Sorbonne Université, CNRS, UMR 7238, Laboratoire de Biologie Computationnelle et Quantitative, Paris, France.
Sorbonne Université, AP-HP, Hôpital Pitié-Salpêtrière, UMR_S 1138 Department of Hematology, Paris, France.
PLoS Comput Biol. 2022 Aug 29;18(8):e1010411. doi: 10.1371/journal.pcbi.1010411. eCollection 2022 Aug.

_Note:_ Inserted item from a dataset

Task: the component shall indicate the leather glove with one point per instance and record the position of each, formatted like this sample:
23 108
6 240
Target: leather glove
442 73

The adaptive B cell response is driven by the expansion, somatic hypermutation, and selection of B cell clonal lineages. A high number of clonal lineages in a B cell population indicates a highly diverse repertoire, while clonal size distribution and sequence diversity reflect antigen selective pressure. Identifying clonal lineages is fundamental to many repertoire studies, including repertoire comparisons, clonal tracking, and statistical analysis. Several methods have been developed to group sequences from high-throughput B cell repertoire data. Current methods use clustering algorithms to group clonally-related sequences based on their similarities or distances. Such approaches create groups by optimizing a single objective that typically minimizes intra-clonal distances. However, optimizing several objective functions can be advantageous and boost the algorithm convergence rate. Here we propose MobiLLe, a new method based on multi-objective clustering. Our approach requires V(D)J annotations to obtain the initial groups and iteratively applies two objective functions that optimize cohesion and separation within clonal lineages simultaneously. We show that our method greatly improves clonal lineage grouping on simulated benchmarks with varied mutation rates compared to other tools. When applied to experimental repertoires generated from high-throughput sequencing, its clustering results are comparable to the most performing tools and can reproduce the results of previous publications. The method based on multi-objective clustering can accurately identify clonally-related antibody sequences and presents the lowest running time among state-of-art tools. All these features constitute an attractive option for repertoire analysis, particularly in the clinical context. MobiLLe can potentially help unravel the mechanisms involved in developing and evolving B cell malignancies.
适应性 B 细胞反应是由 B 细胞克隆谱系的扩增、体细胞超突变和选择驱动的。B 细胞群体中大量的克隆谱系表明其多样性较高,而克隆大小分布和序列多样性反映了抗原的选择压力。鉴定克隆谱系是许多免疫库研究的基础,包括免疫库比较、克隆追踪和统计分析。已经开发了几种方法来对高通量 B 细胞免疫库数据中的序列进行分组。目前的方法使用聚类算法根据序列之间的相似性或距离将克隆相关的序列分组。这些方法通过优化单个目标(通常是最小化克隆内的距离)来创建组。然而,优化多个目标函数可能会更有利,并且可以提高算法的收敛速度。在这里,我们提出了 MobiLLe,这是一种基于多目标聚类的新方法。我们的方法需要 V(D)J 注释来获得初始组,然后迭代地应用两个目标函数,同时优化克隆谱系内的凝聚和分离。我们表明,与其他工具相比,我们的方法在具有不同突变率的模拟基准上大大提高了克隆谱系分组的性能。当应用于高通量测序产生的实验免疫库时,其聚类结果与性能最好的工具相当,并可以重现以前出版物的结果。基于多目标聚类的方法可以准确识别克隆相关的抗体序列,并且在最先进的工具中运行时间最短。所有这些功能构成了分析免疫库的一个有吸引力的选择,特别是在临床环境中。MobiLLe 有可能帮助揭示 B 细胞恶性肿瘤发展和演变的机制。